For above query the intermediate join table will look like this.

id(from documents) name id (from downloads) document_id username
1 Document1 1 1 sandeep
1 Document1 2 1 simi
2 Document2 3 2 sandeep
2 Document2 4 2 reya
3 Document3 5 3 simi
4 Document4 NULL NULL NULL
5 Document5 NULL NULL NULL

After applying the WHERE clause and selecting the listed attributes, the result will be:

name id
Document1 1
Document2 3

b) Inside JOIN clause

   SELECT documents.name, downloads.id
   FROM documents
     LEFT OUTER JOIN downloads
       ON documents.id = downloads.document_id
         AND username = 'sandeep'

For above query the intermediate join table will look like this.

id(from documents) name id (from downloads) document_id username
1 Document1 1 1 sandeep
2 Document2 3 2 sandeep
3 Document3 NULL NULL NULL
4 Document4 NULL NULL NULL
5 Document5 NULL NULL NULL

Notice how the rows in documents that did not match both the conditions are populated with NULL values.

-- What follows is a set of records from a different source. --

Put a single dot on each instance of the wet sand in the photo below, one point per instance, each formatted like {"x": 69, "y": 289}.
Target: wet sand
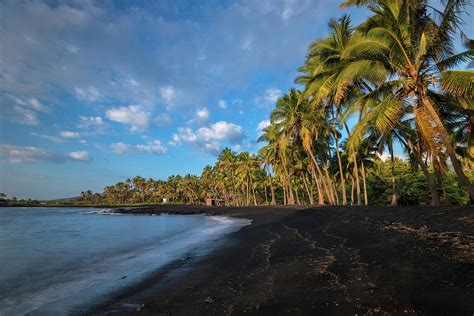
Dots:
{"x": 319, "y": 260}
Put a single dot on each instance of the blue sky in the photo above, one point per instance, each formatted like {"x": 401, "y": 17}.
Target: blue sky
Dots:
{"x": 93, "y": 92}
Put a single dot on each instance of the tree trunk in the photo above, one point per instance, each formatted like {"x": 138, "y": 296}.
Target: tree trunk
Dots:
{"x": 308, "y": 191}
{"x": 463, "y": 180}
{"x": 321, "y": 176}
{"x": 431, "y": 184}
{"x": 253, "y": 191}
{"x": 297, "y": 195}
{"x": 356, "y": 168}
{"x": 273, "y": 202}
{"x": 362, "y": 167}
{"x": 318, "y": 185}
{"x": 266, "y": 195}
{"x": 352, "y": 188}
{"x": 341, "y": 174}
{"x": 394, "y": 183}
{"x": 329, "y": 184}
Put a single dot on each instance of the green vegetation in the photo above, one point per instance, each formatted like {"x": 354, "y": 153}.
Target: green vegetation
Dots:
{"x": 398, "y": 77}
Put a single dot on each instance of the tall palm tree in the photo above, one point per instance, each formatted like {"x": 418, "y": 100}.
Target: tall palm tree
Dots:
{"x": 417, "y": 54}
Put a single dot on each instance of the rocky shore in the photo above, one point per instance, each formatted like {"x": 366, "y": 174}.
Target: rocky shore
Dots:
{"x": 319, "y": 261}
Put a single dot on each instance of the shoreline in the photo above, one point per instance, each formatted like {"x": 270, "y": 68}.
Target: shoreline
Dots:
{"x": 324, "y": 260}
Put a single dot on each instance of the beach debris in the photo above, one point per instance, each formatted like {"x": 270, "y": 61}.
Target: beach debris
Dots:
{"x": 210, "y": 300}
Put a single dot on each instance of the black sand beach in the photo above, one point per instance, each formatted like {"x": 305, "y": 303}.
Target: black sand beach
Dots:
{"x": 319, "y": 261}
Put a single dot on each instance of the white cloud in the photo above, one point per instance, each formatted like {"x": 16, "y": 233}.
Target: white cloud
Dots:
{"x": 90, "y": 122}
{"x": 269, "y": 97}
{"x": 23, "y": 116}
{"x": 152, "y": 147}
{"x": 89, "y": 94}
{"x": 120, "y": 148}
{"x": 167, "y": 93}
{"x": 262, "y": 125}
{"x": 163, "y": 119}
{"x": 386, "y": 156}
{"x": 272, "y": 95}
{"x": 71, "y": 48}
{"x": 202, "y": 114}
{"x": 32, "y": 103}
{"x": 133, "y": 82}
{"x": 21, "y": 154}
{"x": 209, "y": 138}
{"x": 54, "y": 139}
{"x": 222, "y": 104}
{"x": 69, "y": 134}
{"x": 79, "y": 155}
{"x": 131, "y": 115}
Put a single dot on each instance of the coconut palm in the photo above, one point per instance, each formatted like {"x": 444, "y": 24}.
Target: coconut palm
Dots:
{"x": 416, "y": 51}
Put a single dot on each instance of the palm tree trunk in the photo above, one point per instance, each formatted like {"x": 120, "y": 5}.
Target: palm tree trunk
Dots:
{"x": 332, "y": 200}
{"x": 352, "y": 189}
{"x": 273, "y": 202}
{"x": 253, "y": 191}
{"x": 310, "y": 194}
{"x": 394, "y": 183}
{"x": 291, "y": 198}
{"x": 356, "y": 168}
{"x": 297, "y": 195}
{"x": 463, "y": 180}
{"x": 266, "y": 195}
{"x": 366, "y": 200}
{"x": 341, "y": 174}
{"x": 321, "y": 177}
{"x": 318, "y": 184}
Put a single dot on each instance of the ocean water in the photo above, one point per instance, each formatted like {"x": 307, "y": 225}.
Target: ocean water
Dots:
{"x": 55, "y": 259}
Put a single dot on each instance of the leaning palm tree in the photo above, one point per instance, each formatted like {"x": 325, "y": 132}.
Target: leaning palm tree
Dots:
{"x": 416, "y": 51}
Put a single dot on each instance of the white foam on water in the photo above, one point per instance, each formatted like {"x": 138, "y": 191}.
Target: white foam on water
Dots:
{"x": 60, "y": 291}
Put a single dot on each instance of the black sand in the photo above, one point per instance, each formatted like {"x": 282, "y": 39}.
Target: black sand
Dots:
{"x": 320, "y": 261}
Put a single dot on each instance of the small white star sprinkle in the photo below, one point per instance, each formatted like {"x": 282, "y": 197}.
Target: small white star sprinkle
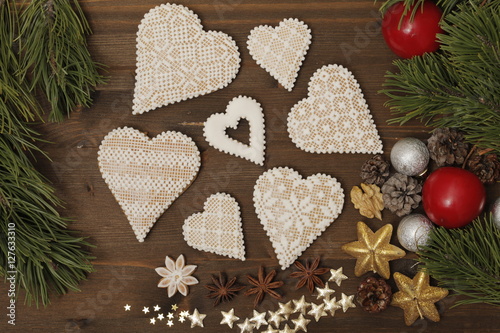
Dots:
{"x": 275, "y": 318}
{"x": 346, "y": 302}
{"x": 325, "y": 292}
{"x": 259, "y": 319}
{"x": 197, "y": 318}
{"x": 228, "y": 318}
{"x": 301, "y": 305}
{"x": 331, "y": 305}
{"x": 337, "y": 276}
{"x": 270, "y": 329}
{"x": 285, "y": 309}
{"x": 317, "y": 311}
{"x": 301, "y": 323}
{"x": 246, "y": 326}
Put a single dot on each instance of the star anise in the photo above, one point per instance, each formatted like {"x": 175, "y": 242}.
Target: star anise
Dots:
{"x": 263, "y": 285}
{"x": 308, "y": 275}
{"x": 223, "y": 290}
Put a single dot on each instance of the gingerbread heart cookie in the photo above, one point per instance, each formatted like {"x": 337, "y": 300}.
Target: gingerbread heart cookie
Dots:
{"x": 147, "y": 175}
{"x": 178, "y": 60}
{"x": 334, "y": 118}
{"x": 294, "y": 211}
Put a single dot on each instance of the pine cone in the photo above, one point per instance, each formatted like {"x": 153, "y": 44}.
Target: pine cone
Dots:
{"x": 485, "y": 166}
{"x": 374, "y": 295}
{"x": 447, "y": 147}
{"x": 375, "y": 170}
{"x": 401, "y": 194}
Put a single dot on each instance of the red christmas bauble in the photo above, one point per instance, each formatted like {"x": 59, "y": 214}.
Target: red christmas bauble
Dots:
{"x": 414, "y": 37}
{"x": 453, "y": 197}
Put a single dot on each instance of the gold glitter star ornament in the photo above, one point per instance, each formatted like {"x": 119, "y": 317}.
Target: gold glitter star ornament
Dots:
{"x": 373, "y": 251}
{"x": 416, "y": 297}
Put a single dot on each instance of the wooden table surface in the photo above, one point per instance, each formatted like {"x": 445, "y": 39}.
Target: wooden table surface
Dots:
{"x": 344, "y": 32}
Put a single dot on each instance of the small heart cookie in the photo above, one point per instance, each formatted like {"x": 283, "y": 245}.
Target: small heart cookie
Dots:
{"x": 295, "y": 211}
{"x": 218, "y": 228}
{"x": 217, "y": 124}
{"x": 178, "y": 60}
{"x": 280, "y": 50}
{"x": 146, "y": 176}
{"x": 334, "y": 118}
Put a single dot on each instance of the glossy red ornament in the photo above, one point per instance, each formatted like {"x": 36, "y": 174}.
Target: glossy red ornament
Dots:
{"x": 453, "y": 197}
{"x": 414, "y": 37}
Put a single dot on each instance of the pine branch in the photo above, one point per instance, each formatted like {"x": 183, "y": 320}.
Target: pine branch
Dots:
{"x": 49, "y": 257}
{"x": 466, "y": 260}
{"x": 55, "y": 51}
{"x": 459, "y": 86}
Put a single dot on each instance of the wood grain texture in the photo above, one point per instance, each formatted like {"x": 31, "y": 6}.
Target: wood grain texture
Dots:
{"x": 344, "y": 32}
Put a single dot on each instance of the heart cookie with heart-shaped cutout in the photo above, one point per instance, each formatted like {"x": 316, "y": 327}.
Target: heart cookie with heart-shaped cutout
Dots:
{"x": 178, "y": 60}
{"x": 218, "y": 228}
{"x": 334, "y": 118}
{"x": 294, "y": 211}
{"x": 147, "y": 175}
{"x": 280, "y": 50}
{"x": 240, "y": 107}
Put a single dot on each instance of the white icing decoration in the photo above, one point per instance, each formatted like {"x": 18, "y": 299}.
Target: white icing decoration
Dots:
{"x": 217, "y": 124}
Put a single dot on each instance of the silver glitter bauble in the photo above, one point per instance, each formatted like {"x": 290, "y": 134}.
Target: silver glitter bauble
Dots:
{"x": 410, "y": 156}
{"x": 495, "y": 212}
{"x": 413, "y": 231}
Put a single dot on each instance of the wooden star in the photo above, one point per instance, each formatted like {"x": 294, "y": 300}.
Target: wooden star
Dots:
{"x": 325, "y": 292}
{"x": 301, "y": 323}
{"x": 346, "y": 302}
{"x": 337, "y": 276}
{"x": 301, "y": 305}
{"x": 331, "y": 305}
{"x": 246, "y": 326}
{"x": 197, "y": 318}
{"x": 317, "y": 311}
{"x": 258, "y": 319}
{"x": 416, "y": 297}
{"x": 228, "y": 318}
{"x": 373, "y": 251}
{"x": 275, "y": 318}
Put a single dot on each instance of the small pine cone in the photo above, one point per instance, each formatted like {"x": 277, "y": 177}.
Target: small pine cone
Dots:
{"x": 447, "y": 147}
{"x": 401, "y": 194}
{"x": 374, "y": 295}
{"x": 375, "y": 170}
{"x": 485, "y": 166}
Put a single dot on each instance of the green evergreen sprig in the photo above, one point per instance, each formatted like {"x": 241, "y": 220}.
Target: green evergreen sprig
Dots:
{"x": 466, "y": 260}
{"x": 53, "y": 35}
{"x": 459, "y": 86}
{"x": 48, "y": 256}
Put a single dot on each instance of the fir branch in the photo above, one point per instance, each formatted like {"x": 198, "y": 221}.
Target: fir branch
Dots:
{"x": 49, "y": 257}
{"x": 55, "y": 51}
{"x": 459, "y": 86}
{"x": 466, "y": 260}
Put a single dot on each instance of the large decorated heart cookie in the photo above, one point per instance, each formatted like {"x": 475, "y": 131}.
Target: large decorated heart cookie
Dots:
{"x": 240, "y": 107}
{"x": 295, "y": 211}
{"x": 178, "y": 60}
{"x": 218, "y": 228}
{"x": 147, "y": 175}
{"x": 334, "y": 118}
{"x": 280, "y": 50}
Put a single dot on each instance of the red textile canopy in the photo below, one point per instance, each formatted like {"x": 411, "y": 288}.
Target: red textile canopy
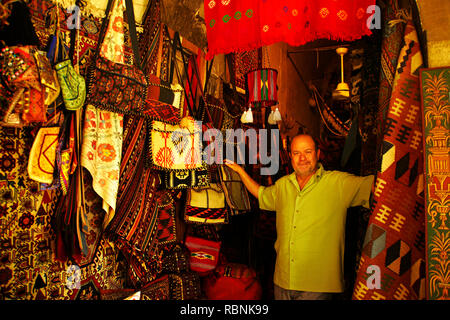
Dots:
{"x": 243, "y": 25}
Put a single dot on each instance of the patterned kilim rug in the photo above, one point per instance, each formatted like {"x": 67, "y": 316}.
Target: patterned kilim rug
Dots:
{"x": 435, "y": 85}
{"x": 392, "y": 259}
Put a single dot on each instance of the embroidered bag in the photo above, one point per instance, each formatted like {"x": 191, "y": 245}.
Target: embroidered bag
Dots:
{"x": 262, "y": 87}
{"x": 204, "y": 254}
{"x": 175, "y": 259}
{"x": 236, "y": 193}
{"x": 19, "y": 74}
{"x": 48, "y": 77}
{"x": 175, "y": 148}
{"x": 41, "y": 162}
{"x": 165, "y": 210}
{"x": 184, "y": 179}
{"x": 114, "y": 86}
{"x": 73, "y": 86}
{"x": 206, "y": 205}
{"x": 185, "y": 286}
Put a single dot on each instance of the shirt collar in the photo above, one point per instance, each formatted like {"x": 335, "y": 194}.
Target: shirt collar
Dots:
{"x": 315, "y": 178}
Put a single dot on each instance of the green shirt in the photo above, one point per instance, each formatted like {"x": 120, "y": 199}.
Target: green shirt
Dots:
{"x": 311, "y": 227}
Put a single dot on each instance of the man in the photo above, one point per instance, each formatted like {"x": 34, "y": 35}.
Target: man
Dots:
{"x": 311, "y": 206}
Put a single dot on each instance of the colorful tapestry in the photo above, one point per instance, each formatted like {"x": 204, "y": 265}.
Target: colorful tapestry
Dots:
{"x": 393, "y": 250}
{"x": 392, "y": 36}
{"x": 113, "y": 45}
{"x": 101, "y": 153}
{"x": 244, "y": 25}
{"x": 435, "y": 87}
{"x": 41, "y": 11}
{"x": 28, "y": 269}
{"x": 369, "y": 103}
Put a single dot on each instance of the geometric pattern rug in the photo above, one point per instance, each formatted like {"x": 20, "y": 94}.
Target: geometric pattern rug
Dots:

After Selecting the listed attributes, the result will be:

name id
Document1 1
Document2 3
Document3 NULL
Document4 NULL
Document5 NULL

On INNER JOINs they are interchangeable, and the optimizer will rearrange them at will.

On OUTER JOINs, they are not necessarily interchangeable, depending on which side of the join they depend on.

I put them in either place depending on the readability.


The way I do it is:

  • Always put the join conditions in the ON clause if you are doing an INNER JOIN. So, do not add any WHERE conditions to the ON clause, put them in the WHERE clause.

  • If you are doing a LEFT JOIN, add any WHERE conditions to the ON clause for the table in the right side of the join. This is a must, because adding a WHERE clause that references the right side of the join will convert the join to an INNER JOIN.

    The exception is when you are looking for the records that are not in a particular table. You would add the reference to a unique identifier (that is not ever NULL) in the RIGHT JOIN table to the WHERE clause this way: WHERE t2.idfield IS NULL. So, the only time you should reference a table on the right side of the join is to find those records which are not in the table.